While the government normally presents its budget around the end of February, this time it will seek only an interim spending authority, called a vote-on-account, because it plans to dissolve Parliament and call for general elections five months ahead of its term in office expiring in October.
Most finance ministers have overshot their spending targets or not managed to earn as much as they thought. Thanks to lower spend on plan schemes and a sudden rise in the GDP, Singh will be among the rare breed who can claim to have stemmed the red ink flow in the government’s balance sheet.
It is a different thing that lower plan spending means less development work in real terms despite the ‘feel good’ factor that Singh’s past sops may have generated.
However, Singh can still crow. He had claimed a few weeks back “there would be a surprise on the fiscal deficit front” after several key global economy watch agencies had criticised India on its widening gap between the government’s income and expenditure.
Latest calculations show by spending about Rs 12,000-15,000 crore less on plan schemes and making marginal savings on the food subsidy and defence bills. Singh will be able to show gross savings of Rs 16,000-18,000 crore in all, which would balance well against the Rs 9,000 crore deficit he is running on account of a huge shortfall in privatisation receipts.
The net result: a paring of the Rs 1,53,637 crore targeted fiscal deficit by about 7-8 per cent. Add to it the effect of a rising GDP and the fiscal deficit expressed as a percentage of the country’s income falls drastically.
The BJP-led central government and Singh had both expected GDP growth to be at about 6 per cent when they made last year’s budget and all figures are pegged on that.
Unexpectedly, the decade’s best monsoon showers, which brought a bumper harvest in its wake, has seen the economy grow by 8.4 per cent in the second quarter which economist say could mean an overall GDP growth of 7.5-8 per cent.
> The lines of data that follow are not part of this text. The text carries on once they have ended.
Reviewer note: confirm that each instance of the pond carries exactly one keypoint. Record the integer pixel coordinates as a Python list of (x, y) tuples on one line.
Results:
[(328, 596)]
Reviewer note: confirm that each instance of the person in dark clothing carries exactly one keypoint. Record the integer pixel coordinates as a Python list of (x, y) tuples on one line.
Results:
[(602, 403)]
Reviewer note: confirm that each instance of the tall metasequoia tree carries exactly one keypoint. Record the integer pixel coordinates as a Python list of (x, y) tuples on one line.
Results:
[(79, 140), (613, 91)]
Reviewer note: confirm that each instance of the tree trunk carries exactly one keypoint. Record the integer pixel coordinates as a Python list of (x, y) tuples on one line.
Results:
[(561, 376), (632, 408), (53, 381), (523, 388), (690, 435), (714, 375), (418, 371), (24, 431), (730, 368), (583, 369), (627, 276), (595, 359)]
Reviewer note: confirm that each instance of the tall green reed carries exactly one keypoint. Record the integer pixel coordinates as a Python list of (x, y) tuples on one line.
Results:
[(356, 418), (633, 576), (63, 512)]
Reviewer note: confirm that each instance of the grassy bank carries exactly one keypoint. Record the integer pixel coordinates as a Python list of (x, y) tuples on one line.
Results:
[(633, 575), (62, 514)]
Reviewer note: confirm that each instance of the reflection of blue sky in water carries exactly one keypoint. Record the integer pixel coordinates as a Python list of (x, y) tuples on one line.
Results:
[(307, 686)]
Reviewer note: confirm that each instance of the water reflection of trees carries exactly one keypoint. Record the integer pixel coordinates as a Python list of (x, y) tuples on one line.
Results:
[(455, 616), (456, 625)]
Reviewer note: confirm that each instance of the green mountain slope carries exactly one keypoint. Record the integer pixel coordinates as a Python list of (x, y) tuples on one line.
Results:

Singh will present this as crowning glory for the four-and-a-half-year-old Vajpayee government in a annual review of the economy, which he is likely to present along with his budget instead of the traditional economic survey.
Although the government will issue its latest economic and fiscal forecasts through this when it presents the vote-on-account, it is not expected to detail new spending or taxation policies. In fact, tax exemptions awarded last year for just one year are likely to be allowed to continue during the interim period between the vote-on-account and a full budget being presented by a new government.
Finance ministry economists say farm growth is being pegged at around 8 per cent (a record), service sector growth will be in double figures while industry, which had been lagging behind, is expected to close with growth rates of about 8 per cent. The review is likely to highlight budget promises made and kept and reform measures initiated. Even though the government has sidestepped tough decisions on labour reforms, reducing administered small savings rates and pruning unwieldy subsidies on food and fertiliser, which it had promised last year.
The government is also likely to increase the country’s defence budget by a double-digit percentage despite peace initiatives with Pakistan, mainly because of payments to be made for advanced jet trainers ‘Hawks’ for the Indian Air Force, the aircraft carrier Admiral Gorshkov and other defence equipment such as the Israeli-made Phalcon airborne early warning systems.
Singh will also highlight how overall revenue collections have been keeping pace with budget estimates. Till December-end, the government had collected 67.2 per cent of the Rs 2,53,935 crore it had set out to. Its total revenue collections stood at 78.5 per cent of the targeted Rs 2,85,158 crore.
On the spending side, officials said they would like to get a vote to spend between 25 to 33 per cent of the total annual expenditure of the government on development schemes or plan expenses.